Neurology. 2023 Sep 5;101(10):e1001-e1013. doi: 10.1212/WNL.0000000000207553. Epub 2023 Jul 17.
Bilateral vestibulopathy (BVP) is a chronic debilitating neurologic disorder with no monogenic cause established so far despite familiar presentations. We hypothesized that replication factor complex subunit 1 (RFC1) repeat expansions might present a recurrent monogenic cause of BVP.
The study involved RFC1 screening and in-depth neurologic, vestibulo-oculomotor, and disease evolution phenotyping of 168 consecutive patients with idiopathic at least "probable BVP" from a tertiary referral center for balance disorders, with127 of them meeting current diagnostic criteria of BVP (Bárány Society Classification).
Biallelic AAGGG repeat expansions in RFC1 were identified in 10/127 patients (8%) with BVP and 1/41 with probable BVP. Heterozygous expansions in 10/127 patients were enriched compared with those in reference populations. RFC1-related BVP manifested at a median age of 60 years (range 34-72 years) and co-occurred predominantly with mild polyneuropathy (10/11). Additional cerebellar involvement (7/11) was subtle and limited to oculomotor signs in early stages, below recognition of classic cerebellar ataxia, neuropathy, and vestibular areflexia syndrome. Clear dysarthria, appendicular ataxia, or cerebellar atrophy developed 6-8 years after onset. Dysarthria, absent patellar reflexes, and downbeat nystagmus best discriminated RFC1-positive BVP from RFC1-negative BVP, but neither sensory symptoms nor fine motor problems. Video head impulse gains of patients with RFC1-positive BVP were lower relative to those of patients with RFC1-negative BVP and decreased until 10 years disease duration, indicating a potential progression and outcome marker for RFC1-disease.

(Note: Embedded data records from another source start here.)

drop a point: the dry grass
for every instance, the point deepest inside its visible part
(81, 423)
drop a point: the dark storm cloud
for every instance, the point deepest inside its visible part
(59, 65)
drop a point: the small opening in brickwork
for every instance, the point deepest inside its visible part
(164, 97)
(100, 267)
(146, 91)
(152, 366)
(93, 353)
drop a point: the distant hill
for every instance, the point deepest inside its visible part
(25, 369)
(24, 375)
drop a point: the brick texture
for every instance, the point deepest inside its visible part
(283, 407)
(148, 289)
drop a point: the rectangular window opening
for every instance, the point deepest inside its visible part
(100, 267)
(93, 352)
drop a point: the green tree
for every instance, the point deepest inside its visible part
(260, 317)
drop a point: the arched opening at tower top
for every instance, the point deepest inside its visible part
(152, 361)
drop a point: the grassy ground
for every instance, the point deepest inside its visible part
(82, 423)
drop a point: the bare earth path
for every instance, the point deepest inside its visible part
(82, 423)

This study identifies RFC1 as the first-and frequent-monogenic cause of BVP. It characterizes RFC1-related BVP as part of the multisystemic evolution of spectrum disease, with implications for designing natural history studies and future treatment trials.
This study provides Class II evidence that RFC1 repeat expansions cause BVP.

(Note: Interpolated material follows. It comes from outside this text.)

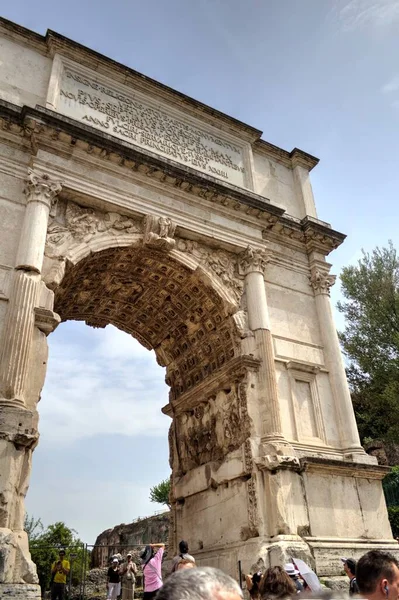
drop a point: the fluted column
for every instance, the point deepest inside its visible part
(252, 265)
(41, 194)
(321, 282)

双侧前庭病(BVP)是一种慢性致残性神经系统疾病,尽管表现相似,但目前尚未确定其单一的遗传病因。我们假设复制因子复合物亚基 1(RFC1)重复扩展可能是 BVP 的一种复发性单基因病因。
本研究涉及对来自三级平衡障碍转诊中心的 168 例特发性至少“可能 BVP”的连续患者进行 RFC1 筛查以及深入的神经病学、前庭眼动和疾病演变表型分析,其中 127 例符合当前 BVP 的诊断标准(Bárány 学会分类)。

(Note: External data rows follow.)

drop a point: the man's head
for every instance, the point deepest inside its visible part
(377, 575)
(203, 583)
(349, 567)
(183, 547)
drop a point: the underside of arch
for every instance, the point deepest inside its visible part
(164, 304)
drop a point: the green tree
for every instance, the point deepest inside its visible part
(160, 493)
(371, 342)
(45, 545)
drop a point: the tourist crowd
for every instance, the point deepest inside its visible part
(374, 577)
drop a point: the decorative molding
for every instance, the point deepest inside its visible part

在 127 例 BVP 患者和 41 例可能 BVP 患者中发现了 RFC1 中的双等位基因 AAGGG 重复扩展。与参考人群相比,127 例患者中有 10 例存在杂合扩展。RFC1 相关的 BVP 中位发病年龄为 60 岁(范围 34-72 岁),主要与轻度多发性神经病(10/11)共存。小脑受累(7/11)较为轻微,仅在早期出现眼动征,尚未达到经典小脑共济失调、神经病和前庭反射缺失综合征的识别水平。构音障碍、四肢共济失调或小脑萎缩在发病后 6-8 年发展。构音障碍、髌反射缺失和下跳性眼球震颤可最佳区分 RFC1 阳性 BVP 和 RFC1 阴性 BVP,但感觉症状或精细运动问题均不能区分。RFC1 阳性 BVP 患者的视频头脉冲增益低于 RFC1 阴性 BVP 患者,并且在疾病持续 10 年期间持续下降,表明这是 RFC1 疾病进展和结局的潜在标志物。
本研究确定了 RFC1 是 BVP 的第一个也是常见的单基因病因。它将 RFC1 相关的 BVP 描述为疾病谱的多系统演变的一部分,这对设计自然史研究和未来的治疗试验具有重要意义。
本研究提供了 II 级证据,证明 RFC1 重复扩展会导致 BVP。